I therefore propose "isotope" for any discussion which touches on the idea that different forms of elements may have different properties; and "nuclide" merely for neutral statements that apply to the properties of nucleii.
We're much better to reflect standard received use, rather than trying to place ourselves at the bleeding edge. Let's not have a repeat of the "kibibit" farce. Isotope is by far the more commonly used term -- by a huge factor in ghits, so let's reflect that.
I don't believe that IUPAC have set out to ban the use of "isotope" in the singular, so that only the plural "isotopes" can be used. But even if they had, there are other examples where we have taken a conscious view, and declined to go with them in the past: Gibbs free energy being just one exception that comes to mind. Jheald (talk) 03:40, 1 May 2010 (UTC)
To underline: I don't see any reason to change the existing page nuclide which does its job well. Isotope and nuclide is an unnecessary mouthful, which doesn't naturally fit together. We do better by our readers by serving them the two existing pages separately, which seem to me well attuned to what they are likely to be looking for. Jheald (talk) 03:45, 1 May 2010 (UTC)

Please don't merge articles for the sake of fashion or even scientific correctness only. For the layman, it is very convenient to be able to just look up the meaning of "isotope" and not worry about anything else. —Preceding unsigned comment added by 85.148.156.127 (talk) 00:17, 5 January 2011 (UTC)

Proposal for speedy deletion of the merger article Isotope and nuclide

From the TALK page for

user:Jheald: you've had 6 weeks to voice your opinion on TALK:isotope (where all this has been debated), and now you want to speedy this page out of existence, with no consensus (not a single person has agreed with you yet). You really have no excuse for that, since you know better.

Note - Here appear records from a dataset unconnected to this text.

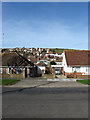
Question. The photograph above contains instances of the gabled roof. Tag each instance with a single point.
(13, 59)
(41, 64)
(77, 57)
(59, 60)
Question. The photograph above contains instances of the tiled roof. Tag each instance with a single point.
(77, 57)
(12, 59)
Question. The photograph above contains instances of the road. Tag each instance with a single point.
(45, 102)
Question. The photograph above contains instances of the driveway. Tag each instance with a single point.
(37, 82)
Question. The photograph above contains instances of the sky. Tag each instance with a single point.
(45, 24)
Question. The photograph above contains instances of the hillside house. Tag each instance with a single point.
(76, 61)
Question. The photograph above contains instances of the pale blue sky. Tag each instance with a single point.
(63, 25)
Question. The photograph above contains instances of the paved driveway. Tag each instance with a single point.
(36, 82)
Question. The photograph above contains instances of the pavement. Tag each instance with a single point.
(37, 98)
(45, 102)
(36, 82)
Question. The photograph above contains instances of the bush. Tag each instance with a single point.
(52, 63)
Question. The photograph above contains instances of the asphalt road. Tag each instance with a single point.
(65, 102)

Your edit summary reads: nominating for CSD -- forking of existing articles is discouraged (loses page history). This new article reads like an /personal essay/ on terminology: UNDUE and not appropriate)

First, what you call a "new article" is merely a simple additive merge of the two existing articles isotope and nuclide. I added no new material. The reason the present LEDE is so long is that I haven't (yet) combined the two existing ones, which sit one after the other (isotope, then nuclide). What you call a "personal essay on terminology" is IN FACT the terminology from the very two WP articles that you claim stand fine by themselves, and therefore shouldn't be combined! That should tell you something.

You can't have this both ways. You think they're great when seperate, but when combined with no additions, you think it's my personal, inappropriate, undue essay on this terminology. That means you didn't read it very carefully. You're attacking exactly that which you're in the midst of defending hotly on the isotope TALK page, except you didn't recognize it when you had to read it all in the same place. UNDUE? You've got to be kidding; this is the same-old same-old that has been there in both articles, for far longer than the merger has been suggested. Where were you, all that time?

Nothing is being done ON the merger here, that I haven't attempted to gain consensus for, for six weeks, in 6 places (not only the two articles and their talk pages, but also the wikiproject pages for physics and chemistry. Where were you?

At no time have I proposed forking anything. The proposal is a merger, which is just the opposite operation. The reason merger has been proposed (and I wasn't the first to propose it) is that the two terms are near synonyms, and some of the information is redundant. Moreover, some of the information in isotope would be more appropriate in the shorter article nuclide, so quite of lot of moving will need to happen even if both names are kept.

The reason we have two articles is that the words are unfortunately not perfect synonyms, or else the problem could be fixed with a simple delete, and re-direct of one or the other, to the other one. Mononuclidic elements are not the same as monoisotopic elements, and so on. So there was a problem.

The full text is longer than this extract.